Technologies de liaisons dans un SAN
Dans un SAN, les liaisons entre machines sont implémentées selon une technologie spécifique pour permettre le transfert de données à très haut débit sous forme de blocs (et non pas de fichiers) comme dans un bus reliant entre un disque dur et une carte mère.
On entend ici le terme de liaison au sens large, c'est‑à‑dire autant d'un point de vue matériel que logiciel.
La technologie Fibre Channel
La technologie Fibre Channel W (ou Fiber à l'américaine) – en abrégé, FC) est très différente de celle employée sur les réseaux informatiques « classiques ».
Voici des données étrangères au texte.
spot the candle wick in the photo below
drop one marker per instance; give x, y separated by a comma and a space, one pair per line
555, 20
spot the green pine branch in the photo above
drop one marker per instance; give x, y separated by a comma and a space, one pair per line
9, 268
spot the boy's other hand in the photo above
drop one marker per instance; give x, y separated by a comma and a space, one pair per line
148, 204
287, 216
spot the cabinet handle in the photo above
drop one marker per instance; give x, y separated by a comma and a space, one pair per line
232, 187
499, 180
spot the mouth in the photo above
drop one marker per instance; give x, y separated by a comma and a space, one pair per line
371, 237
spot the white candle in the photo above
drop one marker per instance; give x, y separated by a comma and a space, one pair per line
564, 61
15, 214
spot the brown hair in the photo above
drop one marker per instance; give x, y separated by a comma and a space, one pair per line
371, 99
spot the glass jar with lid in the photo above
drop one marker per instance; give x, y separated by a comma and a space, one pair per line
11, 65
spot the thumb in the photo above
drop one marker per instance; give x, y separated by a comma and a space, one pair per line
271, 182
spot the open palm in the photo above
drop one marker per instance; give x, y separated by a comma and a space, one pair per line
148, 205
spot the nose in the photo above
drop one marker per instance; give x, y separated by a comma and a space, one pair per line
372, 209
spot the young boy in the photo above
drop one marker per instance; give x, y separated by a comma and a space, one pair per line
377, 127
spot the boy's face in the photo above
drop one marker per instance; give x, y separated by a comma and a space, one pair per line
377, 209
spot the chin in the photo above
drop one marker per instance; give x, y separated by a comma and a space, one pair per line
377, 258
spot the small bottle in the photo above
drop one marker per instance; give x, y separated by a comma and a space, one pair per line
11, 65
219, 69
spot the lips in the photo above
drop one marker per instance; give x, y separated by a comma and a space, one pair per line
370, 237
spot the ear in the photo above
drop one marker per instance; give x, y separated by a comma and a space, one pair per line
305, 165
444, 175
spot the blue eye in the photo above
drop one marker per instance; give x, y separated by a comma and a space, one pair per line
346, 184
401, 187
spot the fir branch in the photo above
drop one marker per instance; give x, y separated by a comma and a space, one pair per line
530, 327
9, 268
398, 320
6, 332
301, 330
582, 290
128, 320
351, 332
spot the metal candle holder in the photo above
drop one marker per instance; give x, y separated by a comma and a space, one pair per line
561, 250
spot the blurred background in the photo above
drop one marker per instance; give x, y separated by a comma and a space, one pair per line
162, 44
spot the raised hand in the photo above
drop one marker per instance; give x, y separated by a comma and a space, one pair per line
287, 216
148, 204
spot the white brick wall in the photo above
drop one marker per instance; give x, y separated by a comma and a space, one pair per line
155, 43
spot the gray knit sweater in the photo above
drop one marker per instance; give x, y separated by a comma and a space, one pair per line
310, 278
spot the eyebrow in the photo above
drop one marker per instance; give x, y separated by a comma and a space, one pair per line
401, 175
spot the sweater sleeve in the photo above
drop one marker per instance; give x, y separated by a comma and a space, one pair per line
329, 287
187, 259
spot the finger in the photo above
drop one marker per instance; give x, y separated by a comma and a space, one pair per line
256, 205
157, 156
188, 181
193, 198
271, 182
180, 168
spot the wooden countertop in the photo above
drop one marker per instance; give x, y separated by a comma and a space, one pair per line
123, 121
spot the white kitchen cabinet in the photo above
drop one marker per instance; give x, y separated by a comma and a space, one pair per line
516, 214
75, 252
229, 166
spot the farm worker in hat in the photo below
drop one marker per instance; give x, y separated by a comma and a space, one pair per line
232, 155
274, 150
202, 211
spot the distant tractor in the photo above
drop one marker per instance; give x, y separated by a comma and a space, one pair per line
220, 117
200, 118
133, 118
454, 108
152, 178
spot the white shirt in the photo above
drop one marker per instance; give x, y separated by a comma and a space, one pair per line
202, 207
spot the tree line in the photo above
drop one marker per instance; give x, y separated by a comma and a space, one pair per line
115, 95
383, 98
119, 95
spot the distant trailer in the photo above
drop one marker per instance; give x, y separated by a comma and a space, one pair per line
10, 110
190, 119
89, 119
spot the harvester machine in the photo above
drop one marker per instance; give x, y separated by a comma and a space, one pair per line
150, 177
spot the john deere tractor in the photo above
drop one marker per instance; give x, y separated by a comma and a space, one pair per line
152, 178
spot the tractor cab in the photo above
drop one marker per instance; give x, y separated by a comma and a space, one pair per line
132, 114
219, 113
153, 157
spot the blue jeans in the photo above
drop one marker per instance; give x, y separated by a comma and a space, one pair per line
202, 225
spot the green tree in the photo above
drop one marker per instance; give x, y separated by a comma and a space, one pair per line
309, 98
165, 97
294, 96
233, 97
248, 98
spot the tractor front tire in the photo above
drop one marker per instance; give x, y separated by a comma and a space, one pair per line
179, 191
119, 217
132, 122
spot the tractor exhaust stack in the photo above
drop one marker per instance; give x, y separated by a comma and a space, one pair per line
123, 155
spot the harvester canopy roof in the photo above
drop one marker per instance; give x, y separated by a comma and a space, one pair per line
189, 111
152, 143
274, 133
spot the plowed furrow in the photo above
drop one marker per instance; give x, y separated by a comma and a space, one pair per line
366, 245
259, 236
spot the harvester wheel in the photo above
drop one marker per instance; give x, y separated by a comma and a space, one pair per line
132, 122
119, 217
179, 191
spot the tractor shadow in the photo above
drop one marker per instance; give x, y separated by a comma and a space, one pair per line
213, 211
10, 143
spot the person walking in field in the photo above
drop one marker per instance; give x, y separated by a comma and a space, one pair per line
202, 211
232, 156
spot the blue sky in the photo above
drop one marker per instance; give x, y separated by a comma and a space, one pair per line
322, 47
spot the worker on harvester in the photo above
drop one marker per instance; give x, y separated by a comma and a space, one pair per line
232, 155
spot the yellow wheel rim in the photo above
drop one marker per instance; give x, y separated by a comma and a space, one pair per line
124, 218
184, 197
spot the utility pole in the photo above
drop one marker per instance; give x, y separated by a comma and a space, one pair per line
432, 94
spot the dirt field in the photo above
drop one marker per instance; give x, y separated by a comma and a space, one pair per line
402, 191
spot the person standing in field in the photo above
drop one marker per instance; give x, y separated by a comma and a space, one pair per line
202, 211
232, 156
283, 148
Une « carte réseau » est désignée HBA W pour host bus adapter puisque la liaison est de type bus. Cet équipement dispose préférentiellement d'une prise de connexion pour fibre optique, mais la technologie existe aussi pour d'autres types de support (paire torsadée, câble coaxial).
Tout HBA possède un identifiant unique nommé world wide name W abrégé WWN. Comme une adresse MAC, il est composé de deux parties :
- la première (3 octets) est l'identifiant attribué au constructeur par l'IEEE ;
- la deuxième (5 octets) est un numéro fixé par le constructeur ;
Il est écrit sous forme hexadécimale, chaque octet étant séparé par le caractère :.
Pour un commutateur, on parle de switch FC car l'électronique et les programmes embarqués sont différents de ceux d'un switch usuel. Il en va bien évidemment de même pour les prises de connexion.